For the uploading and downloading jobs, one important note is to make sure the job is processed with enough scratch space. For example, if the maximum size for the uploading files is about 1 terabyte size, and the job is going to use 6 cores, the best option is to find 6 local disks with each local disk larger than 1TB. In this way, the I/O burden is evenly distributed onto the 6 disks. Otherwise in this example please make sure the local scratch directory is larger than 6TB size; so that as all of 6 uploading processes execute together the scratch space is able to hold all of the data.
In ACCRE, the best option for the SciLo job is to utilize the custom gateways. The benefit to use custom gateways is that the jobs can utilize the large local disks, and the job does not have time limit. Please make sure the scratch directory is not on the shared storage, like the GPFS or NFS folders on the node. If you prefer to use a Slurm job for the SciLo tasks, please allocate enough time for the Slurm job and use the local /tmp
folder as scratch directory.
For both uploading/downloading jobs the script needs to set up a folder to store the log related data. Since the script uses the parallel command for executing the jobs in parallel, after the job is done you can check the *.par files in the log folder; these are the log files for all uploading or downloading jobs.
Uploading Files to SciLo
The script scilo_put.sh
is to perform the uploading job to a SciLo bucket. It’s available in the path /accre/common/bin
. Before the upload job, please make sure that you have correct setup of SciLo in your home directory. In ACCRE we will place a .s3keys
file under the user’s home directory. This file contains the access key and other information needed for accessing SciLo. Before the uploading job the script will test the existence of the .s3keys
file in your home directory, and test whether SciLo can access the given bucket and retrieve information.

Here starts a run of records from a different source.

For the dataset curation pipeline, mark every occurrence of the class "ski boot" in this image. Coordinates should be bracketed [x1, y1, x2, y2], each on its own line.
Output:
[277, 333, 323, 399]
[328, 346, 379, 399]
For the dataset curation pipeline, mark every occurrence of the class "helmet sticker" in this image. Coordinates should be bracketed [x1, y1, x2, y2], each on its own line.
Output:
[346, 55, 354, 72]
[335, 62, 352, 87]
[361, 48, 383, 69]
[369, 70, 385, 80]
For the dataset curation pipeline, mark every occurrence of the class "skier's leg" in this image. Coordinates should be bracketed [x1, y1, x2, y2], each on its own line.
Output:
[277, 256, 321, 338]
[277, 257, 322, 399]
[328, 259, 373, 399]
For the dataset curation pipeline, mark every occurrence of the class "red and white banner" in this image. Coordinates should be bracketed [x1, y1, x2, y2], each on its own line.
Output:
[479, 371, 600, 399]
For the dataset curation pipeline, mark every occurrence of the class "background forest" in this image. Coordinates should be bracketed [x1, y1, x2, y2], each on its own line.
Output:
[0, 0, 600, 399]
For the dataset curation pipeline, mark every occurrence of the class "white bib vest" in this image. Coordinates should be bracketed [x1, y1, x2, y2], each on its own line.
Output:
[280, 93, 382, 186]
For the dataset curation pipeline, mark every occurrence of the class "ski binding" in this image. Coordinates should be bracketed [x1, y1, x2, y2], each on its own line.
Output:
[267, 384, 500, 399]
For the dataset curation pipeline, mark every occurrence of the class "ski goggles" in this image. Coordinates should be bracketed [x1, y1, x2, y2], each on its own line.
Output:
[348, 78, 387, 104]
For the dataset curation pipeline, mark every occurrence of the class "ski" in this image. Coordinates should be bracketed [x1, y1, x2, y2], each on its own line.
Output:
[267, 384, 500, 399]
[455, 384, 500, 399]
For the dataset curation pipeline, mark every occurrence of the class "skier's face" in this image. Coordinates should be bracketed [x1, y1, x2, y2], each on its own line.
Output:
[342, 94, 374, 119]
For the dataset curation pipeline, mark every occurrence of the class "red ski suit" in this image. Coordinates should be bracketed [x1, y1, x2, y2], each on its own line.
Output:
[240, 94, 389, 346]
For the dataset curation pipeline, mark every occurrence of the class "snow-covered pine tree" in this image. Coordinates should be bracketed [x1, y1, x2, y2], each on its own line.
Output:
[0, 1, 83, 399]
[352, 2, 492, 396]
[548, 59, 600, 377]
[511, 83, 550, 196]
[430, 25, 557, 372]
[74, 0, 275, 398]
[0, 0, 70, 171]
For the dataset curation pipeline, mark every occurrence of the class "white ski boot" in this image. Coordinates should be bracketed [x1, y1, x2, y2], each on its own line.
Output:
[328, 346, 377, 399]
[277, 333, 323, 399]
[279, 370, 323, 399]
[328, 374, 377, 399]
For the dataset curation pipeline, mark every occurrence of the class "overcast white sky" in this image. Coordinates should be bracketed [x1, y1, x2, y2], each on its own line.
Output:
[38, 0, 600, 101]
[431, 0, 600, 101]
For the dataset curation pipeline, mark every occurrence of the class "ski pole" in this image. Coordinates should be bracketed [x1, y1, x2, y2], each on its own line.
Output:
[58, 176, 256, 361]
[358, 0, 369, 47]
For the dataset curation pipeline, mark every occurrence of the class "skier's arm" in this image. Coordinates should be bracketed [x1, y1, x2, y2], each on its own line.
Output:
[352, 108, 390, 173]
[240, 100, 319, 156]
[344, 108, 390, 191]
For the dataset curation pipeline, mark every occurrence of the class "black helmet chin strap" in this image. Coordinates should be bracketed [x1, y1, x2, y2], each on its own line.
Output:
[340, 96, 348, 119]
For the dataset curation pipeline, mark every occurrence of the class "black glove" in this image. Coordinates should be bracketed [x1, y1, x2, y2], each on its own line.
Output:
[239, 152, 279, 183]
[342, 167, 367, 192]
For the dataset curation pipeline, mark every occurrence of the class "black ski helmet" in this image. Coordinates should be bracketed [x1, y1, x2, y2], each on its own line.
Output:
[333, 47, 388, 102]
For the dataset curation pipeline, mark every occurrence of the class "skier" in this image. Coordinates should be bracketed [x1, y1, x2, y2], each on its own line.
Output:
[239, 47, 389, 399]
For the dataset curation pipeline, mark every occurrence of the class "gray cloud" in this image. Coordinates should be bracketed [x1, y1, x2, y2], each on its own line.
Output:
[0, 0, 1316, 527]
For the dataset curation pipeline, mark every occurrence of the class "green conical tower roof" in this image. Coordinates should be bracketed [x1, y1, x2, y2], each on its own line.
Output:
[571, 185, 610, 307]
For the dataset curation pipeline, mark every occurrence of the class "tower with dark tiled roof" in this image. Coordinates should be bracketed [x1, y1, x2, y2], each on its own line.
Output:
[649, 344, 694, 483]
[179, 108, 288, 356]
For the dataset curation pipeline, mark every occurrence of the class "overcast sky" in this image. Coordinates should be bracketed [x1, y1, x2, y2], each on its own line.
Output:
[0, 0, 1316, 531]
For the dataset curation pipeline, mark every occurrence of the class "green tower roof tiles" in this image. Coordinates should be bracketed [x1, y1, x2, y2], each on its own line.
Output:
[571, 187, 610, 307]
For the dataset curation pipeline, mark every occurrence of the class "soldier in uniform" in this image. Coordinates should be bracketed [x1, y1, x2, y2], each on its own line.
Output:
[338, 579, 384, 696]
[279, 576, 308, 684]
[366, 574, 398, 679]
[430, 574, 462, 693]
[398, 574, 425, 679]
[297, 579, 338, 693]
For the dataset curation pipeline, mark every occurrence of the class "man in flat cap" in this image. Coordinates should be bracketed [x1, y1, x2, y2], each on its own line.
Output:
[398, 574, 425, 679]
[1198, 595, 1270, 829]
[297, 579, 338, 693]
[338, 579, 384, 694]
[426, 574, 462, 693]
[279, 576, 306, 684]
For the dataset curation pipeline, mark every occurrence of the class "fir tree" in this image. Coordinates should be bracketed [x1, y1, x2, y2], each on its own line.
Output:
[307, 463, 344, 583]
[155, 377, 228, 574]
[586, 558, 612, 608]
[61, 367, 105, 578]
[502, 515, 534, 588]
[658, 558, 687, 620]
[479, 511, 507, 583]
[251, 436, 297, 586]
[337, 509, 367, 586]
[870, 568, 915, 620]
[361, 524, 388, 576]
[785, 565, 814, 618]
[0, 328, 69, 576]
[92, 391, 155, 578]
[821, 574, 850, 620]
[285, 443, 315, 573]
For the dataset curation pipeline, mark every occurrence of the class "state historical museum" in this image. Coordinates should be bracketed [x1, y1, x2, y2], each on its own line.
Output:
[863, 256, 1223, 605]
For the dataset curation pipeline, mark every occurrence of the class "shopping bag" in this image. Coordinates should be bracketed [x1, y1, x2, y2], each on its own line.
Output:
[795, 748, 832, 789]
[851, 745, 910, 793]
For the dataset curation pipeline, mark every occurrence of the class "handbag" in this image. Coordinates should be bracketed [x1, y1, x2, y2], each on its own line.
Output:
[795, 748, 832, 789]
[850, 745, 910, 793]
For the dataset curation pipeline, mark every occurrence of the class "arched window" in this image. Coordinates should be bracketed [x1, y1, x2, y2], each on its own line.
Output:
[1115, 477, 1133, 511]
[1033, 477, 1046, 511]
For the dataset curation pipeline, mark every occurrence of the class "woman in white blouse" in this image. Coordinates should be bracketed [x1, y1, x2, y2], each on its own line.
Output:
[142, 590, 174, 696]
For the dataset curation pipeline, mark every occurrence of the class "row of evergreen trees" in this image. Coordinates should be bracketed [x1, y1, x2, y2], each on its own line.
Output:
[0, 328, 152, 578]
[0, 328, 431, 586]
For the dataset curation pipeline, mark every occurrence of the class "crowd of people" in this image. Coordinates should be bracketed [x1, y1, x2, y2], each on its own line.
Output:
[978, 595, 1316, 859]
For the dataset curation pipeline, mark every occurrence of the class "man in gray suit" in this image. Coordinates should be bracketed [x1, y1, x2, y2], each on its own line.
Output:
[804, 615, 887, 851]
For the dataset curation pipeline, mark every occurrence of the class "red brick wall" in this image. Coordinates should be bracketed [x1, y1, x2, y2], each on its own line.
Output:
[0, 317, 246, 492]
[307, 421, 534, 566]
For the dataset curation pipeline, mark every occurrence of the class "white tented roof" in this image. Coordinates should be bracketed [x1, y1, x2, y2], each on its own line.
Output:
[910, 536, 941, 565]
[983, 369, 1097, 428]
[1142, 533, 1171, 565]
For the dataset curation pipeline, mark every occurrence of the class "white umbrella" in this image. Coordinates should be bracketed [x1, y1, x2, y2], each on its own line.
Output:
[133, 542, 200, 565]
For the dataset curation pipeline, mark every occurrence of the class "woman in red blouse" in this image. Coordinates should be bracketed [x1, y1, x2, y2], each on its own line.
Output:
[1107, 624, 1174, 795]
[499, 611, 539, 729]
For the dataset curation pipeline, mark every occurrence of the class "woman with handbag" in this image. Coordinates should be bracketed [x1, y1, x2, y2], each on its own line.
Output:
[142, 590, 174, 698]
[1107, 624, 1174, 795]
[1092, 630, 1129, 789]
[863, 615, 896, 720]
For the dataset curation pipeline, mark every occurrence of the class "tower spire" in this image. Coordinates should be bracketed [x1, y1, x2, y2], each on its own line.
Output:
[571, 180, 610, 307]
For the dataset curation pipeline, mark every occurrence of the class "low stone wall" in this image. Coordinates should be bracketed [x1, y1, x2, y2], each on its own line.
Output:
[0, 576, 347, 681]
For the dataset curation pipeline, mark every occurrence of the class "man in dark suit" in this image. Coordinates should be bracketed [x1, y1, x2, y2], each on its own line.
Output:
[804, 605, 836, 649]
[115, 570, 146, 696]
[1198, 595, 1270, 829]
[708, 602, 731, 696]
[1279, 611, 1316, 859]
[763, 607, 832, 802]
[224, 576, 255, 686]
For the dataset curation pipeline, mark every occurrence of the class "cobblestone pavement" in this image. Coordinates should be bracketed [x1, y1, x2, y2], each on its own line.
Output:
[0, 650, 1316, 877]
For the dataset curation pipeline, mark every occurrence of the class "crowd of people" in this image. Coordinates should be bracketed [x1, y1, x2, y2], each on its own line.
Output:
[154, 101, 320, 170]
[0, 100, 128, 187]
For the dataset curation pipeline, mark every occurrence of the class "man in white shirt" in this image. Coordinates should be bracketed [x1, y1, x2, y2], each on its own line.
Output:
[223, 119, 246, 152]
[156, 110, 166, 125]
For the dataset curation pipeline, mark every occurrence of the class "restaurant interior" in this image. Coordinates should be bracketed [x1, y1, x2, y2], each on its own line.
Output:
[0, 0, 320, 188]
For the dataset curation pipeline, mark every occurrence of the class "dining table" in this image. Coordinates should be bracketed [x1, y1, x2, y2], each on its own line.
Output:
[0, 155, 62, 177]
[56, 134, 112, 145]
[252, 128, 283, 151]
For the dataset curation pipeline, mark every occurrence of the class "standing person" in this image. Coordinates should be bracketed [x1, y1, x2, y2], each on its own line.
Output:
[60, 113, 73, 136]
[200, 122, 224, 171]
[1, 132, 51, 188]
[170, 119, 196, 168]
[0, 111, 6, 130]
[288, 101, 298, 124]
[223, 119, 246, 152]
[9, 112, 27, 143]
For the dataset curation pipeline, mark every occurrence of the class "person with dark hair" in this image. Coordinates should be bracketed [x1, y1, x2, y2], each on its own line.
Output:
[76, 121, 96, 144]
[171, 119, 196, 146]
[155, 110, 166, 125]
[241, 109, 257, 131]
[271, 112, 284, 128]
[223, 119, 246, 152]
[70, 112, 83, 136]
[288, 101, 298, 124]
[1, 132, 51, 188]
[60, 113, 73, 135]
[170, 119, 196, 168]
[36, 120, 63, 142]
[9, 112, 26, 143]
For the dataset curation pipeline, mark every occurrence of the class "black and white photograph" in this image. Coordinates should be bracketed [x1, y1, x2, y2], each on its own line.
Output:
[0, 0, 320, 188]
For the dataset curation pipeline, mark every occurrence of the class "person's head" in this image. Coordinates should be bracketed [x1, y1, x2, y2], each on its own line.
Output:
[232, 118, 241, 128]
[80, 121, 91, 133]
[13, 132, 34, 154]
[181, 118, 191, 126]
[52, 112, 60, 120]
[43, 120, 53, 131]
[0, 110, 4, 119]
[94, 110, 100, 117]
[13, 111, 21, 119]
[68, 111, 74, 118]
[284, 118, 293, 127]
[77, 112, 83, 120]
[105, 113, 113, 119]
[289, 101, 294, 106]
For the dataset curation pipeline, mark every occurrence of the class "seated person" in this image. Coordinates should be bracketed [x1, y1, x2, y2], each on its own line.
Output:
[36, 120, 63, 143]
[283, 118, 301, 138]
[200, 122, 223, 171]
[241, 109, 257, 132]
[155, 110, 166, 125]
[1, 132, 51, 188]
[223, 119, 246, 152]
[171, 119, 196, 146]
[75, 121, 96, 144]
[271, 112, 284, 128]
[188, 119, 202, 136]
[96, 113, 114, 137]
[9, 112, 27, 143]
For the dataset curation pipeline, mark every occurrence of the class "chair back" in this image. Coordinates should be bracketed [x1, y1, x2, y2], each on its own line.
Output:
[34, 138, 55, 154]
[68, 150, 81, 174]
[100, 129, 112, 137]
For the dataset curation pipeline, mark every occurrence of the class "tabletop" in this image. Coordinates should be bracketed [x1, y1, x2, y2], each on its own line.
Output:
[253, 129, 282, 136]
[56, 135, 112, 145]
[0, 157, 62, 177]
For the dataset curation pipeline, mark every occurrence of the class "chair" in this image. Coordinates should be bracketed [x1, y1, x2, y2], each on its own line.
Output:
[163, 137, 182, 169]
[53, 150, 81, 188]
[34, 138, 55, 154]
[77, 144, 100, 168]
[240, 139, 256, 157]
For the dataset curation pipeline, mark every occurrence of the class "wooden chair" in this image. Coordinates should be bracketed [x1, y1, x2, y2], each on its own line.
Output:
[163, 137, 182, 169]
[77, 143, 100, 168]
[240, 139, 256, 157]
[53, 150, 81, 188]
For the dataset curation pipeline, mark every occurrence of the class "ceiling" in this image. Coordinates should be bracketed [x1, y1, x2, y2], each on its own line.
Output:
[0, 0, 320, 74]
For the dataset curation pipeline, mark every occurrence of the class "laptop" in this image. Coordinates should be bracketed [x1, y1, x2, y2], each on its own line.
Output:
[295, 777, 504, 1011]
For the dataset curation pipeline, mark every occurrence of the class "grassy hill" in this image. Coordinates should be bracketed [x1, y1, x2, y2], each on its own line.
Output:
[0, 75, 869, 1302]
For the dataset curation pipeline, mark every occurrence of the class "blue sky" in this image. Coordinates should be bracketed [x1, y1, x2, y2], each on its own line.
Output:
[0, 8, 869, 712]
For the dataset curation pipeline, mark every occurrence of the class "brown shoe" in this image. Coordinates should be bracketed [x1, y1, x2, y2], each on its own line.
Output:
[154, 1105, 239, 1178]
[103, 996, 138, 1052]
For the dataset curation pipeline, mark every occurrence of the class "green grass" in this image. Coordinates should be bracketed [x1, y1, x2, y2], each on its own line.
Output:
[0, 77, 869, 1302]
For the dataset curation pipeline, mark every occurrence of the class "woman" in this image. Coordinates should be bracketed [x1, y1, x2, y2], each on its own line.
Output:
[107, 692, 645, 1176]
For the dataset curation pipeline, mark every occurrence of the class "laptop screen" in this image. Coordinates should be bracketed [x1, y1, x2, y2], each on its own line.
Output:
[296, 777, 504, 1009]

The uploading process has the following parameters:
-p
(--path
): provide the file path for archive purpose-b
(--bucket
): SciLo bucket name for archive-i
(--islstore
): whether the input path is an LStore path-s
(--scratch
): scratch directory for the work-n
(--ncores
): how many cores we want to use. You need to specify a value; each core for one uploading job.-l
(--log
): log directory for storing the information and checksum files regarding the progress. Please reuse the same log directory so that the re-run can pick up the unfinished jobs and avoid repeating the duplicate uploading work.
Here is an example for running a uploading job:
scilo_put.sh -p (path for upload) -b (bucket name) -s (scratch path) -n (ncores) -l (log dir)
If the uploading job is for LStore files, please make sure to have the -i
option, and the LStore path should be without the /lio/lfs
part (for example, if the LStore path is /lio/lfs/testing/test
; the path for the -p
option should be /testing/test
).
Here is an example for a job with utilizing multiple local disks for scratch directories:
scilo_put.sh -p /testing/test -i -b test -s /mnt/d1,/mnt/d2,/mnt/d3 -n 3 -l $HOME/test
This example uploads data files in LStore folder /lio/lfs/testing/test
to “test” bucket with utilizing 3 cores and 3 folders (/mnt/d1
, /mnt/d2
and /mnt/d3
) in the local disks. The log folder is in $HOME/test
.
This example shows a uploading job for data files on GPFS:
scilo_put.sh -p /home/xyz/test -b test -s /tmp -n 3 -l $HOME/scilo_logs
This example uploads files from /home
folder for user xyz
to the test
bucket with utilizing 3 cores and 1 local folder /tmp
. The log folder is in $HOME/scilo_logs
.
Downloading Files from SciLo
In comparison to the uploading job, the downloading job is divided into two steps. In Step 1 the script is to generate the downloaded file list from the bucket. Because the files with different folders are stored together on the same bucket, you may only want to download some of the files; therefore the script will pull out the a file list from the bucket and you can edit the file list and utilize it for later downloading purpose.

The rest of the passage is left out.